O AeroLula e a Mbeki Airline

"Isto é viver como se aprova", disse Juca Chaves, referindo-se a Juscelino Kubitschek, o presidente bossa-nova. JK atravessava o país num reles quadrimotor turboélice levando consigo o sorriso do progresso, a energia de um prefeitão e o prazer de "desfrutar da maravilha de ser o presidente do Brasil".
Lula conseguiu ser o primeiro governante de Pindorama, desde Tomé de Souza, que não abriu um só metro de trilha asfaltada no seu primeiro ano de mandato. Progresso é coisa que falta na sua prateleira. Energia de prefeitão, nem pensar. O presidente adora aquilo que JK mais detestava: reuniões.
Depois de perseverar no estilo duty-free, rodando num Omega australiano, fumando (escondido) cigarrilhas holandesas, tendo licitado roupões de algodão egípcio, Lula decidiu comprar um avião.
Aqui vão as opiniões de dois leitores.
Primeiro a de Henoélio Hermenegildo Sapopemba, do Rio de Janeiro:
"Lamento que a Presidência da República vá comprar um Airbus 309 para transportar o presidente Luiz Inácio Lula da Silva em suas intermináveis viagens nacionais e internacionais. E se isso não bastasse, a nova aeronave que vai substituir a atual custará US$ 56,7 milhões, pagos com o dinheiro do povo brasileiro. Enquanto isso, os reis da Suécia, da Dinamarca e da Noruega e governantes de vários países "pobres" viajam em aviões de carreira".
Fala Paulo Roberto Leme, de São Paulo:
"O novo avião do presidente vai custar cerca de R$ 160 milhões, a Petrobras torra R$ 50 milhões em publicidade na comemoração dos seus 50 anos, o Congresso Nacional vai gastar R$ 50 milhões com a convocação extraordinária e a Prefeitura de São Paulo gastou R$ 136 milhões em publicidade em três anos. Somente nesses quatro exemplos -e deve haver muito mais-, a administração do PT torra R$ 397 milhões.

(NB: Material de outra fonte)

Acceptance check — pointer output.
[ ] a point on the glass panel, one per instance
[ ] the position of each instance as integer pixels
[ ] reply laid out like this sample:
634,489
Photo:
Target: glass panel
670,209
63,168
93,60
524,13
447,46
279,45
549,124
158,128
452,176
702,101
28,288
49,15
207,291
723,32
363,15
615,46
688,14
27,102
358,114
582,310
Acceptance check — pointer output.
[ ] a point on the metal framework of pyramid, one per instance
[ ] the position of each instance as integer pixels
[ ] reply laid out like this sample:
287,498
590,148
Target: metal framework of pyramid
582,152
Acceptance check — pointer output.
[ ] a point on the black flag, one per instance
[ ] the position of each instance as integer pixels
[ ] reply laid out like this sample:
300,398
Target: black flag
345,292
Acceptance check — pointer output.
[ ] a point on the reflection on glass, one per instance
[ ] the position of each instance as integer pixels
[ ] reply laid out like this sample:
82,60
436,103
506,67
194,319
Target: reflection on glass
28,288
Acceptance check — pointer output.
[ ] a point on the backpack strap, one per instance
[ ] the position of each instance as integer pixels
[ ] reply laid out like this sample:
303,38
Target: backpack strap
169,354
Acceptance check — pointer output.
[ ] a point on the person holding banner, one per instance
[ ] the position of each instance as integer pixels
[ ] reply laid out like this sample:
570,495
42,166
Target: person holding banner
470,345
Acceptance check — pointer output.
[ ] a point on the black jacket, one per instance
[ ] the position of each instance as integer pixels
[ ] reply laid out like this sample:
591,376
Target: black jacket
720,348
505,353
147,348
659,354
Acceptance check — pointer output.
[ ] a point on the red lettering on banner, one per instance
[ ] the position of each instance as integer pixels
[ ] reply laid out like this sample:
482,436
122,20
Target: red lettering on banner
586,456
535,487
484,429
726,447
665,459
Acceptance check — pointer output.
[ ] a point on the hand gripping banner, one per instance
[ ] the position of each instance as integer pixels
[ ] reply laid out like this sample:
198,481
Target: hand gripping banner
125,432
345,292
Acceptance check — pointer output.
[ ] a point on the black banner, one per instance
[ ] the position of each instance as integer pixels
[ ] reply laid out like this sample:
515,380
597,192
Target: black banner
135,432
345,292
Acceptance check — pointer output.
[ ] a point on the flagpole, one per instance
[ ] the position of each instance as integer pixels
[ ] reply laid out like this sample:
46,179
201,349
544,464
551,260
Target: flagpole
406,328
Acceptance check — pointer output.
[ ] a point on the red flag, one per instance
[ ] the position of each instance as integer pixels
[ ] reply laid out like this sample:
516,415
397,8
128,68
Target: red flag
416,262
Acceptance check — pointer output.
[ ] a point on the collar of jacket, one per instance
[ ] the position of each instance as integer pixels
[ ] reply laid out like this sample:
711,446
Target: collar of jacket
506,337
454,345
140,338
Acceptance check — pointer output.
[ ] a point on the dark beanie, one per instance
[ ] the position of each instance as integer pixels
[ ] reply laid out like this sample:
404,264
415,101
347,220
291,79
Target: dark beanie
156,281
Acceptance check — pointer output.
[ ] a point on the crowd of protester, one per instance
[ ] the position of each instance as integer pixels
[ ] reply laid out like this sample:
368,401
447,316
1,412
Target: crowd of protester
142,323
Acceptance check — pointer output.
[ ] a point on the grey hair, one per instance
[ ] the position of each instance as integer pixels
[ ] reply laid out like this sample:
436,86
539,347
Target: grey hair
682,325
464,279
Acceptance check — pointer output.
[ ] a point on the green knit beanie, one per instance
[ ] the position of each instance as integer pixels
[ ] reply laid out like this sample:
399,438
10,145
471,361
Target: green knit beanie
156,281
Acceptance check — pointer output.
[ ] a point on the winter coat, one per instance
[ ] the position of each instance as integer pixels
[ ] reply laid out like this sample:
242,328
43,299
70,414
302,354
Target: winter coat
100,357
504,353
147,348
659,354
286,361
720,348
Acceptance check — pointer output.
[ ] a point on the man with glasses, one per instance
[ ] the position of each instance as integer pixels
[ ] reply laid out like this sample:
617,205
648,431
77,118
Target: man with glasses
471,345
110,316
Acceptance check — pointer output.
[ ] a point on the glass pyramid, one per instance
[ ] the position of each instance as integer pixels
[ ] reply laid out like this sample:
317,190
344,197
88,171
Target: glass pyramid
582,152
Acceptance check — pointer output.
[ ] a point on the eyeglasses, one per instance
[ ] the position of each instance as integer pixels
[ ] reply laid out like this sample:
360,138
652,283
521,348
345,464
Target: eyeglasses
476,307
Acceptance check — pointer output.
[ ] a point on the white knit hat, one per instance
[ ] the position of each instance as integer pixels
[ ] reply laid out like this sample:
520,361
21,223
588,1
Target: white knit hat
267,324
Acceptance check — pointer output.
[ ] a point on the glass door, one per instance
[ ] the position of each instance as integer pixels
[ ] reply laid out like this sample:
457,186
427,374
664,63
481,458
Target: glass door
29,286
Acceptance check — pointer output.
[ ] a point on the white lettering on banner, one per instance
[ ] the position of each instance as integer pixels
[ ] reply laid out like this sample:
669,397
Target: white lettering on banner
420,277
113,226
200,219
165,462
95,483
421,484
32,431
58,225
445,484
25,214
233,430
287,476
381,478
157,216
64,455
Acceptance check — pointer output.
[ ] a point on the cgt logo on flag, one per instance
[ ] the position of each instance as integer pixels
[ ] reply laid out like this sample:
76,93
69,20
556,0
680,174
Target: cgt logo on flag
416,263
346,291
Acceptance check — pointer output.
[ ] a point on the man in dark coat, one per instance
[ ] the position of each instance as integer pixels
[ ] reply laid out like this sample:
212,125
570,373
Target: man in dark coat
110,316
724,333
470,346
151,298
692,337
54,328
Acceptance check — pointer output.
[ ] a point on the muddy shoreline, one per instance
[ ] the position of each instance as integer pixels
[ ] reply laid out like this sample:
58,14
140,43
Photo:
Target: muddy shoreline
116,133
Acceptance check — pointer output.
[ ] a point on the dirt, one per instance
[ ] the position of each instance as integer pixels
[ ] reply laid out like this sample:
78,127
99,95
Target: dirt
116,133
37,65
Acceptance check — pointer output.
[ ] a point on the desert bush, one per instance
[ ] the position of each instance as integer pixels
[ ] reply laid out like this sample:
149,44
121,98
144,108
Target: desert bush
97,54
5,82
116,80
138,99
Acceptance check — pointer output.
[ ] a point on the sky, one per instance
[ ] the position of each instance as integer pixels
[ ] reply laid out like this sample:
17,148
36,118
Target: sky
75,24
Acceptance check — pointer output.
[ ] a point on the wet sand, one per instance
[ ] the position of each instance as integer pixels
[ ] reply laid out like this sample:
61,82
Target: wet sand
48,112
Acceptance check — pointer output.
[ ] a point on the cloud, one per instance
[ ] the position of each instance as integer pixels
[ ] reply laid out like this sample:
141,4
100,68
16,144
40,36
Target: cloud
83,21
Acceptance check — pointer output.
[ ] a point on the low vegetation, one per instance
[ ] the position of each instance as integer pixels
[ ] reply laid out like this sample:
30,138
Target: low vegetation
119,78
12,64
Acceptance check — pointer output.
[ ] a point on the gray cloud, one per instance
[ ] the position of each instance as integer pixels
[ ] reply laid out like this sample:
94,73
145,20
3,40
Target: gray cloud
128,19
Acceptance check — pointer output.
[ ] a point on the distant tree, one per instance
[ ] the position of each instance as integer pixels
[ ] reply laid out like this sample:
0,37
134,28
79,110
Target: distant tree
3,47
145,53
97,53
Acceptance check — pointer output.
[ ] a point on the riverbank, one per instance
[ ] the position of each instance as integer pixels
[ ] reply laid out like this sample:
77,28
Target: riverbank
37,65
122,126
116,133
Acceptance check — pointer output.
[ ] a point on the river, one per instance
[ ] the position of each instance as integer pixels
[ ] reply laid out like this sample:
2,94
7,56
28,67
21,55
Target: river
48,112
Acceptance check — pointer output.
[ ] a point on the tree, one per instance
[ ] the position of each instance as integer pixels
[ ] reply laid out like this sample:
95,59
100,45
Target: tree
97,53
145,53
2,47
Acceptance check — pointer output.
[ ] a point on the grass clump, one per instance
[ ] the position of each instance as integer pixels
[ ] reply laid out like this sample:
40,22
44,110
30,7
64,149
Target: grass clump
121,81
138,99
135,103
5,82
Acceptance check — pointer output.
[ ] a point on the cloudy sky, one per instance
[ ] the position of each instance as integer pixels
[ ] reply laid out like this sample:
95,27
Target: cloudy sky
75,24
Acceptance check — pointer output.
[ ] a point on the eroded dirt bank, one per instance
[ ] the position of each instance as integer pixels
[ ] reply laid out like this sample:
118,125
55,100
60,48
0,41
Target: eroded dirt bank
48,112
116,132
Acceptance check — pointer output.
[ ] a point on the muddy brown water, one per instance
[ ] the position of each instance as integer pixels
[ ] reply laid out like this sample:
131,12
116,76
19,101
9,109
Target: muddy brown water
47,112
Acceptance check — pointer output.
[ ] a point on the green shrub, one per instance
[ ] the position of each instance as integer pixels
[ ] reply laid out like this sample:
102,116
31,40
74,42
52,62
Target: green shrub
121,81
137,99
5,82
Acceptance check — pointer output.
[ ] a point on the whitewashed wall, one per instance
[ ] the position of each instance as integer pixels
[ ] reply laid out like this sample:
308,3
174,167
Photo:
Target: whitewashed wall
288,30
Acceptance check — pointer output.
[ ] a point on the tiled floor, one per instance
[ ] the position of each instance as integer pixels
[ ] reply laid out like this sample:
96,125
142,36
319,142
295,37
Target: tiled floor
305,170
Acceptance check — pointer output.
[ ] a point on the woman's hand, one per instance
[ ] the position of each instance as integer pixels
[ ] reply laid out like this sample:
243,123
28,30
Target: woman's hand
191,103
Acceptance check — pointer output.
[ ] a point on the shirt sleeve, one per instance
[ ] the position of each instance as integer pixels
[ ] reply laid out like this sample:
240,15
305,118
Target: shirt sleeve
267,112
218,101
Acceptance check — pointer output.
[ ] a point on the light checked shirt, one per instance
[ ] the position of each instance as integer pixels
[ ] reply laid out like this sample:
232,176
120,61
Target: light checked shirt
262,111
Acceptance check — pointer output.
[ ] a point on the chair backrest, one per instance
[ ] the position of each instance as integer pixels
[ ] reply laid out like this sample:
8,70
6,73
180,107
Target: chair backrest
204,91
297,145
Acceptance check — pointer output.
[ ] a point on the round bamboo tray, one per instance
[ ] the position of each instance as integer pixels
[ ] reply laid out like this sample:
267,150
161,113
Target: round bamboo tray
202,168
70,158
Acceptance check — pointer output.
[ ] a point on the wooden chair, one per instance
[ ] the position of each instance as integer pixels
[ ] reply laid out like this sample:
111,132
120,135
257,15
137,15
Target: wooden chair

E o presidente fala em CPMF mundial contra a fome".
Falta ao governo de Lula a frugalidade que se esperava da nação petista. Família com desempregado à mesa não troca de carro. Um presidente que expandiu o desemprego e contraiu o PIB não deveria comprar avião.
Se o papa e mais os reis da Suécia, Dinamarca e Noruega não precisam de um Airbus para suas movimentações, por que Lula precisa? Se tivesse paciência, poderia comprar um dos últimos modelos da Embraer. Caberiam ele, suas comitivas e, apertando um pouco, até os egos do comissário José Dirceu e do senador Aloizio Mercadante. Não teria autonomia para voar direto a Paris, mas não sendo um potentado saudita, Lula suportaria essa exclusão.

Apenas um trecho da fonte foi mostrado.